Obituary of Wm. Logan Clarke, Nashville, Tennessee.

Confederate Comradeship sustained sad loss in the death of Col. William Logan Clarke. It occurred at Nashville, January 19th. Col. Clark[e] was widely known and popular. A native Kentuckian, he served in the Orphan brigade, and commanded, much of the time, the Sixth Regiment. He distinguished himself at Shiloh, at Vicksburg and at Baton Rouge. In the latter he was severely wounded. He left a sick bed to fight at Murfreesboro, and was complimented in orders by Colonels Lewis, Cofer, and Gen. Gibson. At "Rocky Face," at Dalton, and at Resaca, he was a hero with his men. On the morning of day that the Dallas battle took place, while lying down, after a nights command of Brigade skirmishers, his left arm was shattered.

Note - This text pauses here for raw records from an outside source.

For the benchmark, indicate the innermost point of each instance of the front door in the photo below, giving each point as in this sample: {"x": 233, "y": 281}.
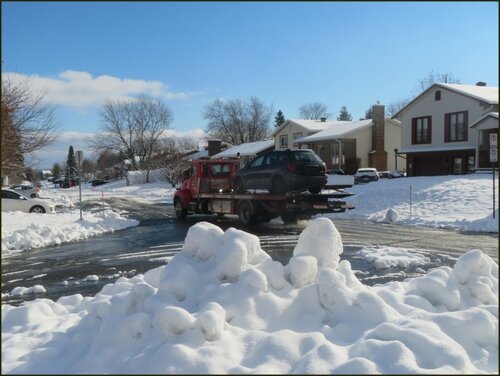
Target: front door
{"x": 457, "y": 165}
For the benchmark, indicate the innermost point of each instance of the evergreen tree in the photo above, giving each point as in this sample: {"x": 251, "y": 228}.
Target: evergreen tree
{"x": 279, "y": 119}
{"x": 56, "y": 170}
{"x": 344, "y": 114}
{"x": 72, "y": 168}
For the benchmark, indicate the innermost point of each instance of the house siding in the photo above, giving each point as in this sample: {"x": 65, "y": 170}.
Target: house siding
{"x": 289, "y": 130}
{"x": 450, "y": 102}
{"x": 443, "y": 159}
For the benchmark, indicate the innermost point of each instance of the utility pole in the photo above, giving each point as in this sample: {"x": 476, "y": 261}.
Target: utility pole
{"x": 79, "y": 157}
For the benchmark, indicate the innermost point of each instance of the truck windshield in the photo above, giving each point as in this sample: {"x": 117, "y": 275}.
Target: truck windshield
{"x": 220, "y": 170}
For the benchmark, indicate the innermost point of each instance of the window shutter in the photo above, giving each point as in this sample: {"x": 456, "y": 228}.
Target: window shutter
{"x": 414, "y": 131}
{"x": 429, "y": 138}
{"x": 446, "y": 127}
{"x": 466, "y": 125}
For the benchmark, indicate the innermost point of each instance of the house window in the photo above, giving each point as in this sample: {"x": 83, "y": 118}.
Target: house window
{"x": 284, "y": 141}
{"x": 296, "y": 136}
{"x": 455, "y": 126}
{"x": 421, "y": 130}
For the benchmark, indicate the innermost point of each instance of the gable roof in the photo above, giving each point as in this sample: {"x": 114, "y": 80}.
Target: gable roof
{"x": 493, "y": 115}
{"x": 339, "y": 130}
{"x": 488, "y": 94}
{"x": 310, "y": 125}
{"x": 245, "y": 150}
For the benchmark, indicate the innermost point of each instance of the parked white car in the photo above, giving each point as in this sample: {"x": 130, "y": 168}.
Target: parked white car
{"x": 366, "y": 175}
{"x": 27, "y": 189}
{"x": 15, "y": 201}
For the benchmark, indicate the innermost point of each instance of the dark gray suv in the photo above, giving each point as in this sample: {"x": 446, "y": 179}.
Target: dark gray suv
{"x": 282, "y": 171}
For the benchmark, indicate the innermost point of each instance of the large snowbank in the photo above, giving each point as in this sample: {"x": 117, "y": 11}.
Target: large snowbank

Col. Clarke was of the best families in Kentucky, and was closely intimate with Gen. Ben Hardin Helm. He married a daughter of Maj. Thomas Helm of Glasgow, Ky. His wife and six children survive him.

The funeral was conducted by Rev. R. C. Reed, pastor of the Woodland Street Presbyterian Church, of which he was an efficient member, by Elder R. Lin Cave who was many times wounded comrade, and Rev. J. H. McNeilly, whose experience as a Confederate has had prominence in the Veteran. The services were pathetic and worthy the occassion.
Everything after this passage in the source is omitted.